Seit 1981 lebt die Quiche-Indianerin, die Spanisch erst als Erwachsene lernte, nicht mehr in Guatemala. Zwei Jahre zuvor war sie dem Landarbeiterkomitee CUC beigetreten und hatte begonnen, die Bauern in den Dörfern zu organisieren. Ihr Einsatz für die elementaren Menschenrechte ihrer Landsleute, für eine gerechtete Landverteilung und politische Beteiligung brachte ihr einerseits die Anerkennung der indianischen Bevölkerung, andererseits die Verfolgung durch das Militär in ihrem Land ein.
Zusammen mit anderen gründete Rigoberta Menchu 1983 im Exil die „Vereinigte Vertretung der Guatemaltekischen Opposition“. Vier Jahre später nahm sie am „Nationalen Dialog“ ihres Landes teil, der das Ende des Bürgerkrieges erreichen wollte. Inzwischen reist sie durch die ganze Welt auf der Suche nach Unterstützung für ihr Volk. Sie war die erste Indianerin Guatemalas, die die Urbevölkerung ihres Landes bei der Menschenrechtskommission der Vereinten Nationen vertrat.
Die Frau mit dem sanften Wesen verkörpert ein Stück der schmerzvollen Geschichte der Indianer in Guatemala. Ihr Vater Vicente Menchu gehörte zu den 38 Ureinwohnern, die 1980 nach einem Protestmarsch in der spanischen Botschaft in Guatemala-Stadt verbrannten, nachdem das Militär das Gebäude angezündet hatte. Ihre Mutter wurde kurz darauf entführt, grausam gefoltert und ermordet, ihr jüngster Bruder erlitt das gleiche Schicksal.
Damals überlegte Rigoberta Menchu, ob sie nicht eine Waffe in die Hand nehmen und sich der Guerilla anschließen sollte. „Ich hätte gerne gekämpft“, schreibt sie in ihrem Buch „Leben in Guatemala“. Doch sie entschied sich für die politische Arbeit. Trotz allem Leid wirkt sie heute nicht verbittert. Sie könne verzeihen, sagt sie, wenn es in ihrem Land politische Veränderungen gebe, „damit nie mehr eine Mutter gefoltert, ein Vater verbrannt und ein Bruder erschossen wird.“
Rigoberta Menchu steht heute für das erwachte Selbstbewusstsein der indianischen Bevölkerung Lateinamerikas, die immer lauter die Einhaltung der Menschenrechte und politische Mitbestimmung fordert. Ein Ausdruck davon ist die Kampagne „500 Jahre indianischer, schwarzer und Volkswiderstand“, mit der die Volksgruppen des Subkontinents eine Gegenbewegung zu den Kolumbusfeiern in diesem Jahr in Gang setzten.

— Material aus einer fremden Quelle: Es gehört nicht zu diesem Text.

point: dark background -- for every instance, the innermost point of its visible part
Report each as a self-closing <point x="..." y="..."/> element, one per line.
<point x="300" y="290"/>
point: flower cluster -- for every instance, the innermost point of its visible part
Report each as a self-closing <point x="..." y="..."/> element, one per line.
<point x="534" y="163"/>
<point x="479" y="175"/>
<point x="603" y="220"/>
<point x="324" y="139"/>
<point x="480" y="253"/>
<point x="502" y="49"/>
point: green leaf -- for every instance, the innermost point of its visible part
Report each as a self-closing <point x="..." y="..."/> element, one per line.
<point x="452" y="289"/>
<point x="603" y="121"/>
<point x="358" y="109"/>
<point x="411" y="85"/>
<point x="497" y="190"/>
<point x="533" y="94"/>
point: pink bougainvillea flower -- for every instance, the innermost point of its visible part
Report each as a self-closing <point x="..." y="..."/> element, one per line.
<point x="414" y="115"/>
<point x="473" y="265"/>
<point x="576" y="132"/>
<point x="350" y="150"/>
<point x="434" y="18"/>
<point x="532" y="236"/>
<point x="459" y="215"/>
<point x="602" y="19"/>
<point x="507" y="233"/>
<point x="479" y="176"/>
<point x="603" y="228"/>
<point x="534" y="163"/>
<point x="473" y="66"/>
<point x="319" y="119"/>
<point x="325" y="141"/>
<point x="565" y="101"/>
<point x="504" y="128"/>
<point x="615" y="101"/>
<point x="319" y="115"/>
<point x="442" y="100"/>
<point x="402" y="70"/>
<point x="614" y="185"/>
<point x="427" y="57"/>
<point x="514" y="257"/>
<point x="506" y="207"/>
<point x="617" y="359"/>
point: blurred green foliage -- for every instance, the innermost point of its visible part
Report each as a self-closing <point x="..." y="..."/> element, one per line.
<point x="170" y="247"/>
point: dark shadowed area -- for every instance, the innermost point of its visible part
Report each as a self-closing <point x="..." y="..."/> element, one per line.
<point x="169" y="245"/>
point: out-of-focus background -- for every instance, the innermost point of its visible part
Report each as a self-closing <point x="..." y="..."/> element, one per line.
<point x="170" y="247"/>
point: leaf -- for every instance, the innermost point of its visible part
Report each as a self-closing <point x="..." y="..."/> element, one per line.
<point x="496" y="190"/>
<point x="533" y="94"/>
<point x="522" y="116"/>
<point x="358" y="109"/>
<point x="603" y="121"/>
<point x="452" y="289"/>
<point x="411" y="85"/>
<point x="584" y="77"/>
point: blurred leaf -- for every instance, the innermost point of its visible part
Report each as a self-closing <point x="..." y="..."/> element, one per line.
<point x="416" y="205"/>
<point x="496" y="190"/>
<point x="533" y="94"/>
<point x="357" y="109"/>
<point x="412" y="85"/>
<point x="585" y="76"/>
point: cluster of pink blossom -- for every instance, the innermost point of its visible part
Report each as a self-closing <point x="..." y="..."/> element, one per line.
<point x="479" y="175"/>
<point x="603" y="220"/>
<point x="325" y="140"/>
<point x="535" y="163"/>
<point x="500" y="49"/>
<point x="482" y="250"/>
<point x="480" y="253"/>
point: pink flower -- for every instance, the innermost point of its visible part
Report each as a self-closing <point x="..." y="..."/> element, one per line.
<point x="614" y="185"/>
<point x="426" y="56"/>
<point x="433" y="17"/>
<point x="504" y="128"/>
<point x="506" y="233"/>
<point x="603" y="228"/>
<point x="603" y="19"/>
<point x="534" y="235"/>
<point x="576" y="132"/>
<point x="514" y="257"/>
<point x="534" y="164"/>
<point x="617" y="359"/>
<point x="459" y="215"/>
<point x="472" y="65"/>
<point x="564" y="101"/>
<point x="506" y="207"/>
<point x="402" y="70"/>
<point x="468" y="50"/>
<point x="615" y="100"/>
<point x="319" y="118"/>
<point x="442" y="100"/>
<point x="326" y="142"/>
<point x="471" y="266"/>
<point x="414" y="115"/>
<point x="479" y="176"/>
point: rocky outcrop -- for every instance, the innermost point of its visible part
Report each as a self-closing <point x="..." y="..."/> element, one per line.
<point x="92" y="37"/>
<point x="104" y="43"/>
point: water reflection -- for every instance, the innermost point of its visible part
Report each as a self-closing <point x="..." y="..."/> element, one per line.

Der Trägerkreis dieser Kampagne und der argentinischen Friedensnobelpreisträger Adolfo Perez Esquivel hatten Rigberta Menchu für den Nobelpreis 1992 vorgeschlagen. Zahlreiche Gruppen und Einzelpersonen aus aller Welt unterstützen die Kandidatur. In Europa hieß es, gerade die Europäer seien 500 Jahre nach Beginn der Eroberung Amerikas noch immer tief in Schuld gegenüber den Ureinwohnern verstrickt. Der Preis könne eine Geste der Versöhnung sein. Für die indianischen Völker in ganz Lateinamerika aber bedeutete dieser Preis, dass ihre Unterdrückung und Ausbeutung endlich wahrgenommen, dass sie als Völker anerkannt und dass ihrem Widerstand Aufmerksamkeit entgegengebracht wird. Denn noch immer werden sie als „Inditos“ (Indianerchen) in den Ländern Lateinamerikas als Menschen zweiter Klasse behandelt, leben als Nachkommen der einst alleinigen Einwohner Amerikas im Elend und sind jeglicher politischer Einflussnahme beraubt.
Wenn Rigoberta Menchu am 10. Dezember in Oslo den Friedensnobelpreis entgegennimmt, sieht sie sich in einer Reihe mit anderen Frauen, die in den vergangen 15 Jahren in Lateinamerika eine neue Form des Widerstandes ohne Waffen begründet und durchgehalten haben: Mütter, Schwestern, Töchter, die in Argentinien, El Salvador oder Guatemala nach ihre „verschwundenen“ Angehörigen fragen, die Bestrafung der Mörder fordern und sich weder mit Ausflüchten abweisen, noch mit Drohungen einschüchtern lassen.